I have recently been creating some automatic jobs for doing database replication, and I started reflecting upon the differences between doing them using a cronjob vs. using a scheduled Jenkins job. I figured I might share my thoughts on the topic.

Both work great at executing a task at a given time. Indeed, Jenkins uses a cron-like schedule syntax for scheduling periodic jobs. But here is where they start parting ways. Cron stores the command line in the crontabs, which is a collection of system and user files, generally with a single line for a schedule and a shell command to run. The locations where you have to check to find a particular cronjob include:

  • /etc/anacrontab - Which points to directories to be periodically processed for jobs on a daily, weekly or monthly basis.
  • /etc/cron.d - A directory containing crontabs listing the schedule and command to be used, along with the user to use for the item.
  • /var/spool/cron - The directory containing per-user crontabs installed by those users. Unlike the crontabs under /etc/cron.d, these crontabs do not list the user to run the command, as they are run as the individual users.

Using shell commands, these commands can have a little complexity, but once you start getting much complexity, you find yourself writing a script file using bash, or perhaps even php, python or some other language, or even creating a custom compiled executable. A common location for these scripts is often the bin directory of the user, or a system-wide directory such as /usr/local/bin. And one nice thing about these scripts is that you can get really complex, with fire redirection, pipelines, supplied input and anything else allowed by the language chosen. 

But the drawback of using cron... where did you put the command, and just exactly what was the command you run to do the task. With one host, this is bad enough, but when you might run the command from any one of multiple hosts, such as when you are cloning a database where it might be run on an admin server, or either of the source or destination database server, it gets a bit more involved.

And another drawback is securely authenticating any commands which might require things like SSH keys, passwords, etc. You generally end up creating a dedicated, unencrypted SSH key, or use a file such as .netrc to store the username and password in plaintext. And if you are lucky, you might find yourself able to use a file such as .mylogin.cnf, where a program such as mysql_config_editor is used to store the credentials in a relatively secure fashion.

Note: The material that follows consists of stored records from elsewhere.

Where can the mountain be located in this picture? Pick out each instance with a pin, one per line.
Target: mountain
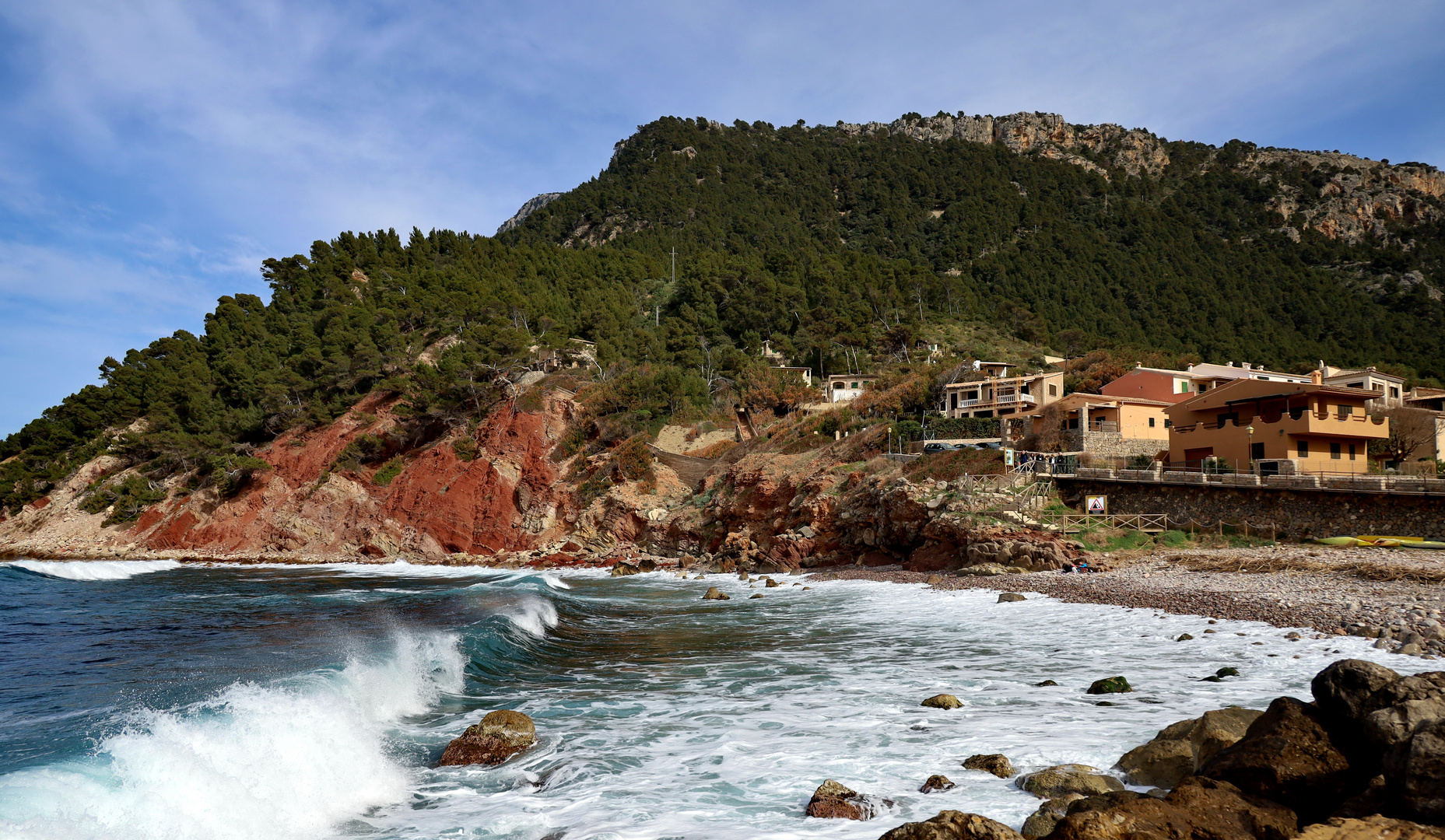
(840, 246)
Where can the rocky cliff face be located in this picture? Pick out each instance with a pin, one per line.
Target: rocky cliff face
(510, 497)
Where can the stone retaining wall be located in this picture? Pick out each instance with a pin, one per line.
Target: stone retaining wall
(1299, 513)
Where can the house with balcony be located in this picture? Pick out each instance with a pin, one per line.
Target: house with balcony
(843, 387)
(1275, 428)
(1109, 426)
(984, 394)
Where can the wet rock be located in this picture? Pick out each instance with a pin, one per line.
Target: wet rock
(1370, 828)
(1182, 748)
(1048, 816)
(994, 762)
(1110, 686)
(499, 737)
(1068, 779)
(952, 826)
(1197, 810)
(1415, 771)
(1288, 757)
(836, 801)
(1343, 689)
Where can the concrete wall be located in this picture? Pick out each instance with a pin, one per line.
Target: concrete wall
(1303, 514)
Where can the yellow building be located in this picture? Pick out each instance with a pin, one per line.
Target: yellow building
(1281, 428)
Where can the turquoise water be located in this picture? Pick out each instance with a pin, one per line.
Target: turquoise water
(258, 702)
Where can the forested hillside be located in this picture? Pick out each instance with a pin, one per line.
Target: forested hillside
(840, 246)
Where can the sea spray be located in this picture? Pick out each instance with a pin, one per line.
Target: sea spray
(288, 760)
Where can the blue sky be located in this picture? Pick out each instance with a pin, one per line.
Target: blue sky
(153, 152)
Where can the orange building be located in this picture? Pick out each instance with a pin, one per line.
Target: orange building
(1281, 428)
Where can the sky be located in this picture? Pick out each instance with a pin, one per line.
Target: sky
(153, 152)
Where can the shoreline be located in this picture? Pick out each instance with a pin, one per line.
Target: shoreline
(1386, 593)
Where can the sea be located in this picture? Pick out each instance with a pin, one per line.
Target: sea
(247, 702)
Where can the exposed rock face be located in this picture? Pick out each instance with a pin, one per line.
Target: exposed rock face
(1182, 748)
(954, 826)
(499, 737)
(1068, 779)
(507, 499)
(1288, 757)
(1198, 809)
(996, 764)
(836, 801)
(531, 207)
(1373, 828)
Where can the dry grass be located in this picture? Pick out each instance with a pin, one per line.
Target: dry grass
(1362, 569)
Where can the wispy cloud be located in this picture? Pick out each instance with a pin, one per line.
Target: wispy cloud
(171, 145)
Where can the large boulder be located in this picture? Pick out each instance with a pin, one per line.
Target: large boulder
(1048, 816)
(1197, 810)
(836, 801)
(1182, 748)
(1415, 772)
(1288, 757)
(1370, 828)
(499, 737)
(1068, 779)
(954, 826)
(994, 762)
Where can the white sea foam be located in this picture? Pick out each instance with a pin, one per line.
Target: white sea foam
(765, 699)
(254, 761)
(93, 569)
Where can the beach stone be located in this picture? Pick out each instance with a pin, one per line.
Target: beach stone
(1197, 810)
(1048, 816)
(499, 737)
(952, 826)
(1068, 779)
(994, 762)
(1344, 688)
(1288, 757)
(1370, 828)
(836, 801)
(1110, 686)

Jenkins, on the other hand, may have one master server and several slave servers, but you can see all the jobs in one place. And while a pipeline follows a special format and is limited to a certain degree as to what shell commands you can execute. For example, in a regular shell script, you might do the following:

psql --user=myuser --host=mydbserver mydatabase <<EOD
SELECT * FROM sometable;
DELETE FROM sometable WHERE "timestamp" < INTERVAL '30 days'; 
VACUUM FULL sometable;
EOD

in a Jenkins pipeline, you have to use an echo command and pipe that into the psql command, which gets complicated when you want more than a single command. However, you can always work around this by writing a script just like you would for execution by cron, and have something like the following, which shows a full Jenkins pipeline, complete with using a SSH key to remotely execute:

pipeline {
    agent any;
    
    stages {
        stage('Clone database from server1 to server2') {
            steps {
	            sshagent(credentials: ['jenkins-ssh']) {
    	            sh '''
            	        ssh root@server1 '/usr/local/bin/clone-database'
                    '''
                }
            }
        }
    }
}

You are still limited to using methods such as .netrc or .pgpass file on the remote server in this simple example due to the script being remotely executed, but a more complicated pipeline could potentially provision that file or a script file temporarily to allow using secrets on that remote host. Or a more complex solution would be to setup a Jenkins agent on the node and specify that agent.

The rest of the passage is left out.